Karena alasan tersebut pemerintah menaikkan tarif pajak hiburan, sedangkan pajak daerah lainnya tidak setinggi itu. Hariyadi merasa perlakuan perpajakan malah dikotak-kotakan.
"Kalau begitu ceritanya, perlakuan pajak bisa beda-beda dong. Misalnya PPN, mau barang itu dikonsumsi orang kaya dan orang miskin sama saja tarifnya 11% kan," ujarnya.
Asosiasi Akan Maju Intervensi
Hariyadi ingin menyuarakan keadilan bagi pelaku pebisnis. Mengingat saat ini, banyak pelaku industri bernaung dalam GIPI yang 'teriak' karena aturan tarif pajak terbaru dalam UU 1/2022.
Pasal 58 ayat (2) UU 1/2022 tentang Hubungan Keuangan antara Pemerintah Pusat dan Pemerintah Daerah (HKPD) menyatakan tarif PBJT atas jasa hiburan, mencakup diskotek, karaoke, kelab malam, bar, dan mandi uap/spa ditetapkan paling rendah 40% dan paling tinggi 75%.
"Padahal sektor hiburan ini menyerap tenaga kerja sedemikian besar. Apalagi terapis-terapis, waiter, itu kelompok masyarakat yang perlu diperhatikan negara, makanya teman-teman (pelaku usaha) bereaksi," imbuh Ketum GIPI.

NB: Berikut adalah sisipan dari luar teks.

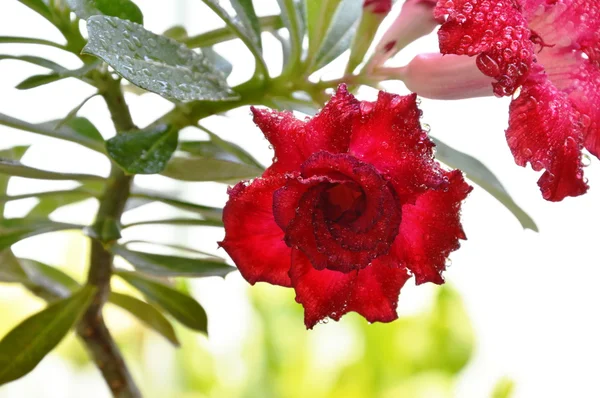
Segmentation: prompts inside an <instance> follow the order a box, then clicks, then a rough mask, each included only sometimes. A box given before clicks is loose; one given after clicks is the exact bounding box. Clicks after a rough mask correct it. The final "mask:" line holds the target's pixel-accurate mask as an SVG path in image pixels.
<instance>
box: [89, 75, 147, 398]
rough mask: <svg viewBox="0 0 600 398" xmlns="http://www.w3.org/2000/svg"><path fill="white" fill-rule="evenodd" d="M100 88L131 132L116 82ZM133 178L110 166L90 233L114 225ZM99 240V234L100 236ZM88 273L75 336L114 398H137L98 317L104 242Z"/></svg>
mask: <svg viewBox="0 0 600 398" xmlns="http://www.w3.org/2000/svg"><path fill="white" fill-rule="evenodd" d="M104 82H105V83H106V84H105V85H104V86H103V87H102V91H101V95H102V96H103V97H104V100H105V101H106V104H107V106H108V109H109V111H110V114H111V117H112V120H113V122H114V124H115V129H116V130H117V131H118V132H121V131H130V130H134V129H135V128H136V127H135V125H134V124H133V121H132V119H131V114H130V113H129V108H128V107H127V104H126V103H125V101H124V98H123V92H122V91H121V87H120V85H119V82H118V81H113V80H112V79H111V78H110V77H106V80H105V81H104ZM132 181H133V176H129V175H125V174H124V173H123V171H122V170H121V169H120V168H119V167H118V166H116V165H115V164H114V163H113V164H112V167H111V173H110V177H109V181H108V184H107V186H106V189H105V191H104V194H103V196H102V197H101V199H100V208H99V209H98V213H97V214H96V221H95V224H94V227H93V229H95V230H100V231H104V230H105V226H106V225H113V224H116V225H118V223H119V221H120V219H121V215H122V213H123V210H124V208H125V202H126V201H127V198H128V197H129V193H130V190H131V183H132ZM100 235H101V236H100V237H101V238H102V237H103V235H102V233H101V234H100ZM91 243H92V250H91V255H90V269H89V272H88V280H87V283H88V284H89V285H92V286H95V287H96V289H97V290H96V294H95V296H94V300H93V302H92V304H91V305H90V307H89V308H88V309H87V311H86V313H85V314H84V316H83V319H82V321H81V322H80V324H79V327H78V333H79V336H80V337H81V338H82V339H83V340H84V341H85V343H86V347H87V349H88V351H89V352H90V354H91V356H92V358H93V359H94V362H95V363H96V365H97V366H98V368H99V369H100V372H101V373H102V376H103V377H104V379H105V380H106V383H107V384H108V387H109V388H110V390H111V392H112V394H113V396H114V397H115V398H141V393H140V391H139V390H138V388H137V386H136V385H135V382H134V381H133V378H132V377H131V374H130V373H129V370H128V369H127V366H126V364H125V361H124V360H123V357H122V355H121V353H120V351H119V348H118V347H117V345H116V343H115V341H114V340H113V338H112V336H111V334H110V332H109V330H108V328H107V327H106V324H105V323H104V319H103V316H102V308H103V306H104V304H105V303H106V301H107V300H108V296H109V294H110V279H111V276H112V273H113V254H112V253H111V252H110V251H108V250H107V249H106V247H105V246H104V244H105V242H104V241H101V240H99V239H92V240H91Z"/></svg>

Baca Juga: DJP: Bukan Pusat, Pajak Konser Coldplay Diatur Pemda
Di antara banyak lini bisnis hiburan, Hariyadi menyebutkan spa atau refleksi teriak paling kencang. Mereka gusar karena jasanya dikategorikan sebagai hiburan dan kena pajak yang tinggi, padahal mereka menawarkan jasa kebugaran atau wellness.
Pelaku usaha spa pun mengajukan judicial review kepada Mahkamah Konstitusi pada awal Januari 2024. Hariyadi menyampaikan pihaknya turut mendukung pelaku usaha dan akan ikut mengintervensi.
"Saya sebagai Ketum Gabungan Industri Pariwisata Indonesia sedang mempelajari gugatan mereka. Kemungkinan besar kami akan lakukan intervensi untuk mendukung mereka, kita akan pertimbangkan, arah kita adalah liat secara fair," tutur Hariyadi.